First we take the filters query parameter and call it rawFilters to indicate that it requires some processing before we can put it in the query.

Then we create a filters array. If no filters were specified, this is an empty array. Otherwise we take each item from the parameter and translate it to an AQL FILTER statement.

For the following object:

{"fieldName": "statusCode", "operator": "eq", "value": 500}

this gives us the following statement:

FILTER doc["statusCode"] == 500

Finally the array of FILTER statements is joined into a combined AQL expression and inlined into our query.

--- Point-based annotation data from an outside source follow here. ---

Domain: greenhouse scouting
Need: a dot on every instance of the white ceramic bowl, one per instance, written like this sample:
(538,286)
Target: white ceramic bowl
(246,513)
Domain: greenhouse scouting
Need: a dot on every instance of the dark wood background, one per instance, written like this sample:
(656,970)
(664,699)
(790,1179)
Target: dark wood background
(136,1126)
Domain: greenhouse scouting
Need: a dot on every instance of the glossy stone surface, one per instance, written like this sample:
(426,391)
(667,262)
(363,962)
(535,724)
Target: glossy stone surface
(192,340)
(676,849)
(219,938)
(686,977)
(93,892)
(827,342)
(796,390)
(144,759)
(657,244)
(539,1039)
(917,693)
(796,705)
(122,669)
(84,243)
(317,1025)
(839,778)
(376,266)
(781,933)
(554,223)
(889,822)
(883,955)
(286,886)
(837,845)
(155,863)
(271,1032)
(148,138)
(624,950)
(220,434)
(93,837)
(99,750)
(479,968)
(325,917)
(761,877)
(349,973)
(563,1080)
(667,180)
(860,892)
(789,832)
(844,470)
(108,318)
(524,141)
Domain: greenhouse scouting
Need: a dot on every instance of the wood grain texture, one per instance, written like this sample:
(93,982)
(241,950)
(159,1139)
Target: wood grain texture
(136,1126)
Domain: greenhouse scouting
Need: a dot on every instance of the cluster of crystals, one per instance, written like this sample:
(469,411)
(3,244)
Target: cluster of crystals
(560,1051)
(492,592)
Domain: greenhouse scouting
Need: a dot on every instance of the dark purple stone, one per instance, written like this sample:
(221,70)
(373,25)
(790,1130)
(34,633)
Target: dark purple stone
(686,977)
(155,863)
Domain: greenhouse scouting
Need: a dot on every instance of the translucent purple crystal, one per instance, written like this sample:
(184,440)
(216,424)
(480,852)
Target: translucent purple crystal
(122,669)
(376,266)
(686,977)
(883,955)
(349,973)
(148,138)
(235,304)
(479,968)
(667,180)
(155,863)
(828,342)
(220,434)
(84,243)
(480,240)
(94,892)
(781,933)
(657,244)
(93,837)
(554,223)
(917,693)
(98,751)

Protecting the service with authentication

Right now everybody who knows the mount point of our service can access its routes. To change this we need to implement the HTTP Basic authentication scheme understood by most BI tools that support HTTP-based connectors. To keep things simple we’ll just define a single set of hardcoded credentials.

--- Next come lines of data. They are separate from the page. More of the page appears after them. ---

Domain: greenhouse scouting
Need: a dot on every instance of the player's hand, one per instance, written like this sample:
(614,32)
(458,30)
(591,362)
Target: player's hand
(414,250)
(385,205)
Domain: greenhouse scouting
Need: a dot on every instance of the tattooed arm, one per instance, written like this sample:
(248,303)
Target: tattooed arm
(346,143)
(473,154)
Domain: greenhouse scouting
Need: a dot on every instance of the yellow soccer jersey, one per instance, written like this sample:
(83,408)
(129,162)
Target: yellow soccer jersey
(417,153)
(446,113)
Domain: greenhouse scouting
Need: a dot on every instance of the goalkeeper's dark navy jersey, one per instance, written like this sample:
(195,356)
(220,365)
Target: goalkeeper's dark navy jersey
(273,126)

Starting with ArangoDB 3.5, Foxx provides a req.auth attribute on the request object that includes parsed credentials if the request was authenticated using HTTP Basic or HTTP Bearer authentication. As this tutorial assumes you are using ArangoDB 3.4, we will need to use the following helper method instead. Add the following in the source code before the line const router = createRouter():

function getAuth(req) {
  const header = req.get("authorization") || "";
  const match = header.match(/^Basic (.*)$/);
  if (match) {
    let credentials = "";
    try {
      credentials = new Buffer(match[1], "base64").toString("utf-8");
    } catch (e) {}
    if (!credentials) return { basic: {} };
    const i = credentials.indexOf(":");
    if (i === -1) {
      return { basic: { username: credentials } };
    }
    return {
      basic: {
        username: credentials.slice(0, i),
        password: credentials.slice(i + 1)
      }
    };
  }
}

This implements the same logic ArangoDB 3.5 uses to parse HTTP Basic authentication but as a standalone function that also works in previous versions of ArangoDB

Now we can use this function to check if the request was authenticated using our hardcoded credentials. Remember to replace YOUR_USERNAME and YOUR_PASSWORD in the following code with strings containing the username and password you want your custom BI connector to use. Find the line containing context.use(router) and add this code after it:

router.use((req, res, next) => {
  const auth = getAuth(req);
  if (!auth || !auth.basic) {
    res.throw(401, "Authentication required");
  }
  const { username, password } = auth.basic;
  if (username !== YOUR_USERNAME || password !== YOUR_PASSWORD) {
    res.throw(403, "Bad username or password");
  }
  next();
});

This adds a middleware function to your router that intercepts all requests and forces Foxx to return an appropriate error response if the request either doesn’t use authentication or uses the wrong credentials.